The transport of β-carotene loaded into an NDS across Caco-2 cell monolayers was studied following the method of Rosso et al. [19]. Caco-2 cells were seeded onto Transwell inserts (ThinCert™ Greiner Bio-One, Les Ulis, France) in 24-well tissue culture plates (Cellstar^® Greiner Bio-One, Les Ulis, France).

The cells were grown and differentiated so as to form a cell monolayer with transepithelial electrical resistance (TEER) values around 300 Ω·cm². Then, transport experiments across the Caco-2 monolayers were carried out. After washing with HBSS, 0.5 mL of the free β-carotene or loaded β-carotene (both containing 25 μg/mL of β-carotene) was added at the apical compartment of the inserts (as the donor), while the basolateral compartment was filled with 1.5 mL of HBSS. After 1 h, 3 h and 5 h of incubation, the medium in the basolateral compartment was collected, and the β-carotene in the medium was extracted and quantified by HPLC.

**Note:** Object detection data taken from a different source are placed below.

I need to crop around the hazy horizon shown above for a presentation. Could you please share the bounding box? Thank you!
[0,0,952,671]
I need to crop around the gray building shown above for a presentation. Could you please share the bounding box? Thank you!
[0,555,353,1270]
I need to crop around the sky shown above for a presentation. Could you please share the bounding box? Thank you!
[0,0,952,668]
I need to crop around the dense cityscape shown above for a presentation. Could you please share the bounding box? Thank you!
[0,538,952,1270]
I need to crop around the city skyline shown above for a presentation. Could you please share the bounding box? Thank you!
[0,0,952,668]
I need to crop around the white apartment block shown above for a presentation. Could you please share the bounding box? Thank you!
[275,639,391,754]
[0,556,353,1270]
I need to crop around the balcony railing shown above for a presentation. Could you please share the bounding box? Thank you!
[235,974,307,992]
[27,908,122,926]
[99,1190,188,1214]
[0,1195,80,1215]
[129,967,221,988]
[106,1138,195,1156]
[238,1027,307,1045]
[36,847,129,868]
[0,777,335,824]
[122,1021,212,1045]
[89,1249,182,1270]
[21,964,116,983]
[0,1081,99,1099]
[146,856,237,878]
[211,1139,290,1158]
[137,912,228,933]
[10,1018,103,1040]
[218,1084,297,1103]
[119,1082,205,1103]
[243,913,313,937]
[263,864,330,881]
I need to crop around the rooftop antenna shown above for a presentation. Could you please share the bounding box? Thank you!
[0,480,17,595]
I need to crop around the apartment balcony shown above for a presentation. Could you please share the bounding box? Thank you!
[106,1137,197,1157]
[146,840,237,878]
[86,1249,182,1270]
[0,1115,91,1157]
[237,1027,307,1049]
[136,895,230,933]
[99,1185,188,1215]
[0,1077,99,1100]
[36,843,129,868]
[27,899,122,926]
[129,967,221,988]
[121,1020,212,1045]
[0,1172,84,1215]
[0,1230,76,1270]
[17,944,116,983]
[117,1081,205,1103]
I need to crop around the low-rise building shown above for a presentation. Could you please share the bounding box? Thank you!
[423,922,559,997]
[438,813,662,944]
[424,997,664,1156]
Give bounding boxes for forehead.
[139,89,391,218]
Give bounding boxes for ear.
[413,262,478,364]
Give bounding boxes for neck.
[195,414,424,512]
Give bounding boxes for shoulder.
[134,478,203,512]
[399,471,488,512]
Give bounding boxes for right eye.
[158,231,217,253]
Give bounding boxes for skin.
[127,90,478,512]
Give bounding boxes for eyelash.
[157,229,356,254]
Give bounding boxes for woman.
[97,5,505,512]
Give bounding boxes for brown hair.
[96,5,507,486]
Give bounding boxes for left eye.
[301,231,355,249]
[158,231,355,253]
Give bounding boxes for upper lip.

The transport rate of β-carotene was calculated as

$$Transport rate=\frac{C_b*1.5}{0.5*25}\times 100\%$$

(7)

where C_b is the concentration of β-carotene in the basolateral compartment, μg/mL.

The apparent permeability (Papp) coefficient (expressed in cm/second) is calculated as follows:

$$P_{app}=\frac{dQ}{dt\times A\times C}$$

(8)

where dQ/dt is the solute flux (μg/s) across the barrier, A is the surface area (1.12 cm²), and C is the initial donor concentration (μg/mL).

3.6. Statistical Methods

The data were expressed as means ± standard deviation (SD) for three replicates. One-way ANOVA was used to analyze the significant differences between the groups using GraphPad Prism software (La Jolla, Calif). Values of p < 0.05 were considered significant.

4. Conclusions

In the present work, a novel dry nutrition delivery system (NDS) was constructed based on defatted soybean particles. Because this NDS is liquid free, it is environmentally friendly and without waste. Additionally, it facilitates construction, transportation, and storage in the food industry. Similar to other NDSs, a dry NDS is effective and improves the stability and bioavailability of nutrients. The construction of a liquid free NDS is promising in the food industry due to its convenience and efficiency.